Las palabras, aquellas que ordenan, describen, catalogan, dan sentido racional a un sinfín de manifiestos que conforman el universo que habitamos, tanto interior como exterior. El lenguaje pictórico, en la ausencia de una figuración narrativa, expresa aquellos mundos enmarañados y complejos inertes al ser humano; tarea que la palabra, en su afán definitorio, acaba por limitar.
Mi punto de partida es, entonces, la acción. Sin recurrir a la planificación previa ni al desarrollo de un motivo preciso, más bien se impulsa a través de un viaje interior que no busca arribar a un destino preciso sino hacerse en su propio andar.

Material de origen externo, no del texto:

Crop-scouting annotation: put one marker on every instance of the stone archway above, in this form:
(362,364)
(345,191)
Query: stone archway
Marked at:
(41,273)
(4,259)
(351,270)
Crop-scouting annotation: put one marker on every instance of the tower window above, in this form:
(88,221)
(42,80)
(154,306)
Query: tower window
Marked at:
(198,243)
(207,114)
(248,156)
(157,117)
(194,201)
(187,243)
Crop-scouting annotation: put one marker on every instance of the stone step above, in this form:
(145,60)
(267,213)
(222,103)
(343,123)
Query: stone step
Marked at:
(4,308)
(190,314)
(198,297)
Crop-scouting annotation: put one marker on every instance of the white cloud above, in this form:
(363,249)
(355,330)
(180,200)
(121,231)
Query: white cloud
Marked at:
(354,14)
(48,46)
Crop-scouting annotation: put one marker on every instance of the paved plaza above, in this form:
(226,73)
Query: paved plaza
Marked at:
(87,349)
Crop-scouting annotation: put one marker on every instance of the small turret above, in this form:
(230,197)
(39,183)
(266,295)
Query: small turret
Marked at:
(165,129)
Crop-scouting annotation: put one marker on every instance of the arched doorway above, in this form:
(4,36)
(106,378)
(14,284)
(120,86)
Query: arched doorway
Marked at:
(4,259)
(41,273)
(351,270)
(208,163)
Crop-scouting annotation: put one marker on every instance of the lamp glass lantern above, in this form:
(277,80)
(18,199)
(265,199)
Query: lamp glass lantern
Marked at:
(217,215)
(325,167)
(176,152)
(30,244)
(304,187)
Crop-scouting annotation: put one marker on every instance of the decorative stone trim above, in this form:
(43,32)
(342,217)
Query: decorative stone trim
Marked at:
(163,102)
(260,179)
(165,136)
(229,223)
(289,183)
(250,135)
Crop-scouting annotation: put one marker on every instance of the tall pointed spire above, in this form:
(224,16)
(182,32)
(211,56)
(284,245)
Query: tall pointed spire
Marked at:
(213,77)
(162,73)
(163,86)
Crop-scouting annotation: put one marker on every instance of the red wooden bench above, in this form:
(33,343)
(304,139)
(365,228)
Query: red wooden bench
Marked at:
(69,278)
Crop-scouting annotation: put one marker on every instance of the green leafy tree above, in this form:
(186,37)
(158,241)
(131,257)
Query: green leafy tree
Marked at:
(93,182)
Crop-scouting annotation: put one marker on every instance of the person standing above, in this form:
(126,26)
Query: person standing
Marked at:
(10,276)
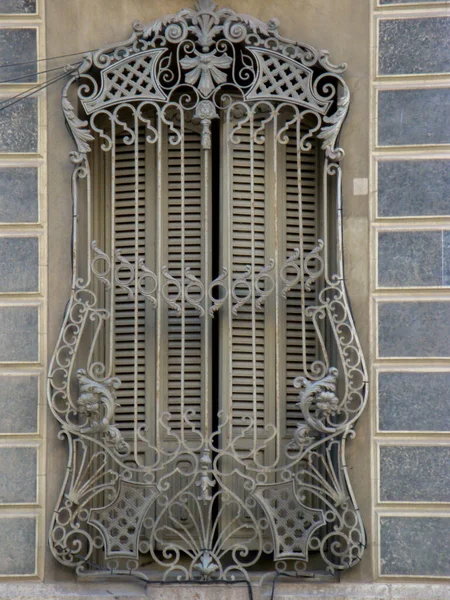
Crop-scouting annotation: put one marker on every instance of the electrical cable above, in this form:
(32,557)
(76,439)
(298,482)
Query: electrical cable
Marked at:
(28,62)
(15,79)
(164,582)
(31,91)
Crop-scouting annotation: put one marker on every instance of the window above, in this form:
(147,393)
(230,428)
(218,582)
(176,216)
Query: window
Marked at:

De este modo, como una marea que arrasa y al decantar deja su rastro, queda plasmado en la tela un caudal de manifiestos interiores. Imágenes alternas del inconsciente o realidades exteriores que impactan mi campo sensorial, son digeridas e integradas, de adentro hacia afuera y viceversa, para luego revelarse en gestos abstractos que devienen de este proceso.
En esa línea y sin más pretensiones que la pintura se vuelva acto y objeto en sí mismo, me pregunto acaso si ante la ausencia de la palabra y la forma, podré reconstruir, entonces, una nueva verdad posible.